• is there some known regression with gcc on armel?

    From Luca Olivetti@21:1/5 to All on Thu Aug 19 09:10:01 2021
    Hello,

    I upgraded a test machine (buffalo linkstation pro/Marvell Orion5x) from
    buster to bullseye, then I rebuilt the dspam[*] deb (since it's been
    dropped by debian since buster, I did the same there).
    The newly built binary doesn't start, complaining of a configuration
    error, the binary built with buster still works.
    I traced the execution with gdb and it doesn't make sense: a function is
    called with a pointer to the configuration struct but inside the
    function it is null.
    I then recompiled it with -O0 instead of the default -O2 and this time
    it works (will try later with -O1).
    I'm not very familiar with gcc, so do you know of any regression with
    gcc optimizations on armel (maybe with some other package needing
    special optimization options)?
    Note that I had to add the "-z muldefs" option to the linker, but I
    don't think that's the problem (the null I saw wasn't a global variable
    but a parameter).

    [*] I know it's a dead project, but it still works and it is
    surprisingly effective and lightweight on such an under powered machine.

    Bye
    --
    Luca

    --- SoupGate-Win32 v1.05
    * Origin: fsxNet Usenet Gateway (21:1/5)
  • From Arnd Bergmann@21:1/5 to luca@ventoso.org on Thu Aug 19 10:10:01 2021
    On Thu, Aug 19, 2021 at 9:03 AM Luca Olivetti <luca@ventoso.org> wrote:

    Hello,

    I upgraded a test machine (buffalo linkstation pro/Marvell Orion5x) from buster to bullseye, then I rebuilt the dspam[*] deb (since it's been
    dropped by debian since buster, I did the same there).
    The newly built binary doesn't start, complaining of a configuration
    error, the binary built with buster still works.
    I traced the execution with gdb and it doesn't make sense: a function is called with a pointer to the configuration struct but inside the
    function it is null.
    I then recompiled it with -O0 instead of the default -O2 and this time
    it works (will try later with -O1).
    I'm not very familiar with gcc, so do you know of any regression with
    gcc optimizations on armel (maybe with some other package needing
    special optimization options)?
    Note that I had to add the "-z muldefs" option to the linker, but I
    don't think that's the problem (the null I saw wasn't a global variable
    but a parameter).

    [*] I know it's a dead project, but it still works and it is
    surprisingly effective and lightweight on such an under powered machine.

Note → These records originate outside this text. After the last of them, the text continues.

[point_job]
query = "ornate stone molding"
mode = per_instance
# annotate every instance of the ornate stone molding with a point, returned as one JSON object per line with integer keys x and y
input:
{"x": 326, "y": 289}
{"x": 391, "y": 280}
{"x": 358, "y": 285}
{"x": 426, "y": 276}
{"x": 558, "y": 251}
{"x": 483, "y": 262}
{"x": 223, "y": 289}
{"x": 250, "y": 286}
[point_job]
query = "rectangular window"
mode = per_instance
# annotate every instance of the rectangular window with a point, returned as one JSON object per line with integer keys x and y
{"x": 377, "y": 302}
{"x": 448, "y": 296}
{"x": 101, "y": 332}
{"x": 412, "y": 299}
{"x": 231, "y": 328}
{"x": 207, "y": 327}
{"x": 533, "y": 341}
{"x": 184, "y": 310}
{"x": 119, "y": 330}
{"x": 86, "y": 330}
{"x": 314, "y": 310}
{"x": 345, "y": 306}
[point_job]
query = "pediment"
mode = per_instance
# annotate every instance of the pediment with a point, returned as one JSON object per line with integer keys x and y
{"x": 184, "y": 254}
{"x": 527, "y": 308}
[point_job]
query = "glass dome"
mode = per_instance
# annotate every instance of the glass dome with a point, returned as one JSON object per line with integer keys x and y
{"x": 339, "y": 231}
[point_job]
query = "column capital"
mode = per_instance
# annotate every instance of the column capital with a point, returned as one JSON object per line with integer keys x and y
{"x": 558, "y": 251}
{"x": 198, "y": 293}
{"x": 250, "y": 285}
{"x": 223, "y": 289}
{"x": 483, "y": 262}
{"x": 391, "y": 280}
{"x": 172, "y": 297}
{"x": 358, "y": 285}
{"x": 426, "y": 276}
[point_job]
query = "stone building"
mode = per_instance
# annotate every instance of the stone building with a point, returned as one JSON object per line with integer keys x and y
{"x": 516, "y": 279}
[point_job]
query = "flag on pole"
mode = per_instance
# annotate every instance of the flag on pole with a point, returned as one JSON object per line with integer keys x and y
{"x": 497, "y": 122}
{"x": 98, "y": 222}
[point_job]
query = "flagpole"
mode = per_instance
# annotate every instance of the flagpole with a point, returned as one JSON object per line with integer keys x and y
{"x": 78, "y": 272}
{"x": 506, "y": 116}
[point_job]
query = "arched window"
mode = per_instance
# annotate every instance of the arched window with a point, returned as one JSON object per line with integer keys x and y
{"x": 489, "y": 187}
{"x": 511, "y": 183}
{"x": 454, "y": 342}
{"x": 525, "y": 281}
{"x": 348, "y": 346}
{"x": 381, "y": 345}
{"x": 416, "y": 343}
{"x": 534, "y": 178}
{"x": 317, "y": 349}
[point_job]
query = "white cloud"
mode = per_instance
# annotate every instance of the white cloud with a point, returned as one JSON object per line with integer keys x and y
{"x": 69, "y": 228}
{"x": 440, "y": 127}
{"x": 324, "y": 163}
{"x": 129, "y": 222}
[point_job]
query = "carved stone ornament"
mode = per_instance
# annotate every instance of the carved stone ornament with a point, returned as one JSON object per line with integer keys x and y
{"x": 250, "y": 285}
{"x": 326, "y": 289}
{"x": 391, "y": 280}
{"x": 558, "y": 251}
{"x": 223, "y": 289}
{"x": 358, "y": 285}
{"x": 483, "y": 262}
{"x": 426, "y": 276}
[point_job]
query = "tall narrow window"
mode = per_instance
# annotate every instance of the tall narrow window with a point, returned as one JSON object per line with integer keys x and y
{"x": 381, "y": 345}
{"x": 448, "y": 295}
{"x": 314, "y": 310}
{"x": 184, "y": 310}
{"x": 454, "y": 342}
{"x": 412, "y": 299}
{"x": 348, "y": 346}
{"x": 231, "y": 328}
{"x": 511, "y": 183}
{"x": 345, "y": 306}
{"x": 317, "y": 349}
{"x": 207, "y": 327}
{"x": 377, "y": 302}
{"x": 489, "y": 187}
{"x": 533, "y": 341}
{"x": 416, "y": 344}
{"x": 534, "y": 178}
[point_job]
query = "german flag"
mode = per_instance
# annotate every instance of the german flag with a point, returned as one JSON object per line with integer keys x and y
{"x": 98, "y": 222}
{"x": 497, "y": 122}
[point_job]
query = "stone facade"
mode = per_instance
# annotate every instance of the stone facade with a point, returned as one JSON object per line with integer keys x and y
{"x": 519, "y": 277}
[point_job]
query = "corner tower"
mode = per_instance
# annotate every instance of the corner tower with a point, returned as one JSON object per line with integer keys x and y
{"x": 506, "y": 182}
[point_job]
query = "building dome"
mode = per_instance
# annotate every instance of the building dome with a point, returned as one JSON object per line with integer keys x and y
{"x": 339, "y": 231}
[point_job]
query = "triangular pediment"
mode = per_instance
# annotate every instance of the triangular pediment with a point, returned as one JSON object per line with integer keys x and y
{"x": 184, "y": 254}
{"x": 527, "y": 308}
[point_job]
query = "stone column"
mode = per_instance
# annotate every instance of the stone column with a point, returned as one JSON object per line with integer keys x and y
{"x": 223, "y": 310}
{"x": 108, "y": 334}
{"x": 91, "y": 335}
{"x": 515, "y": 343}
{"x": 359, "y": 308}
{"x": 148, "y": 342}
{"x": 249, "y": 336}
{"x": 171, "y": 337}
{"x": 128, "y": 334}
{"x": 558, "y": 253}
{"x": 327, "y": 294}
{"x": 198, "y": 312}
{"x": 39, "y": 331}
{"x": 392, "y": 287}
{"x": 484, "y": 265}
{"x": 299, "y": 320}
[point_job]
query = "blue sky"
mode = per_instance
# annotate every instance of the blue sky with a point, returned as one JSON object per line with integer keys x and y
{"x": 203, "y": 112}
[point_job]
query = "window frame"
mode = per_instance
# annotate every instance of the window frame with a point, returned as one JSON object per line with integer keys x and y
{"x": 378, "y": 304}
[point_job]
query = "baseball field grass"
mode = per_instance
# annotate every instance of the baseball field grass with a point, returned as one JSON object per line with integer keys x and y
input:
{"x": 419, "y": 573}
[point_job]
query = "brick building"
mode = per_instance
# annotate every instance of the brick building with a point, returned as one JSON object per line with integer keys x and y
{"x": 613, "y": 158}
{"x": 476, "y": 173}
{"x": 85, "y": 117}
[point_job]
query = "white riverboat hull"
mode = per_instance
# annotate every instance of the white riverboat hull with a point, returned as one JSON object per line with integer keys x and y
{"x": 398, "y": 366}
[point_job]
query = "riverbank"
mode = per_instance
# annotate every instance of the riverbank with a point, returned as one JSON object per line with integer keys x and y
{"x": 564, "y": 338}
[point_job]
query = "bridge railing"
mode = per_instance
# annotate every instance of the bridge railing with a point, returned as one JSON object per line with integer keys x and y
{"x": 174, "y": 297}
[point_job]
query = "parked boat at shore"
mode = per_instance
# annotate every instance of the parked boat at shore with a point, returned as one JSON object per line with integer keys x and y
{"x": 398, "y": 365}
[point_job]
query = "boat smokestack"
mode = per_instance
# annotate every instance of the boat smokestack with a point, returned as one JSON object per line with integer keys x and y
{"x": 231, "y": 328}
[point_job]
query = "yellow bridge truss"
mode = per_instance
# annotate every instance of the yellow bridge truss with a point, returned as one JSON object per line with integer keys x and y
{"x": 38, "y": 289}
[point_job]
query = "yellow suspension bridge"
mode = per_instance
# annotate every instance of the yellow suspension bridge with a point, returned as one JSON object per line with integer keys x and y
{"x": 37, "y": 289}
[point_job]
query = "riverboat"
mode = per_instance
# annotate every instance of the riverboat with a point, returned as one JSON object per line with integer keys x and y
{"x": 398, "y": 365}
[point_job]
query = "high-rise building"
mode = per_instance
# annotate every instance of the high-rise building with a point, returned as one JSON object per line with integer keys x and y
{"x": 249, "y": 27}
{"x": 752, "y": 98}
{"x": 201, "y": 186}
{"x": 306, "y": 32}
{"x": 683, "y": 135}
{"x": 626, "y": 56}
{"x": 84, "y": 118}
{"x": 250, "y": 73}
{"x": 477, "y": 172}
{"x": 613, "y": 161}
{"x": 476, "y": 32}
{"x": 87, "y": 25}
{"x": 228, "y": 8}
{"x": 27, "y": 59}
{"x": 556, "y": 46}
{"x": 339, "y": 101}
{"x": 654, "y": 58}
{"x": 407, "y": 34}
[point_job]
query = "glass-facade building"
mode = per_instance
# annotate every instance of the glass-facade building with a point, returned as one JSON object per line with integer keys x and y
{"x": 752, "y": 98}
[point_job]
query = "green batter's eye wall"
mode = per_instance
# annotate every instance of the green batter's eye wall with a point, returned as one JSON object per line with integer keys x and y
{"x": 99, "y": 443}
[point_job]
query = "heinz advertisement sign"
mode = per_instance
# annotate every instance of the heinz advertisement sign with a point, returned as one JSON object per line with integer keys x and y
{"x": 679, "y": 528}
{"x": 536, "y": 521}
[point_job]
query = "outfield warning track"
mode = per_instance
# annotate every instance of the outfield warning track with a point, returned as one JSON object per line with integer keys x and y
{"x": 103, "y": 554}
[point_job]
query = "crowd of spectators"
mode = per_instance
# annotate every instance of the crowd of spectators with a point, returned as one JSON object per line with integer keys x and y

    The old Marvell CPUs have a known bug when processing the ldrd/strd instructions on misaligned pointers, which leads to incorrect data
    instead of trapping into the kernel.

    This only happens for incorrect source code that relies on undefined
    behavior, accessing a pointer to a 64-bit 'long long' variable that is
    not naturally aligned. This happens to work on most CPUs including
    all x86 and armv6+, and mostly works on armv5 because the kernel
    works around the undefined behavior by fixing up the load in an
    exception handler.

    openwrt actually carried a patch against gcc for this[1] in the past,
    though with a misleading description (this is only a bug on Marvell
    CPUs, not ARM926, and gcc doesn't seem to do anything it
    shouldn't be allowed for correct source code).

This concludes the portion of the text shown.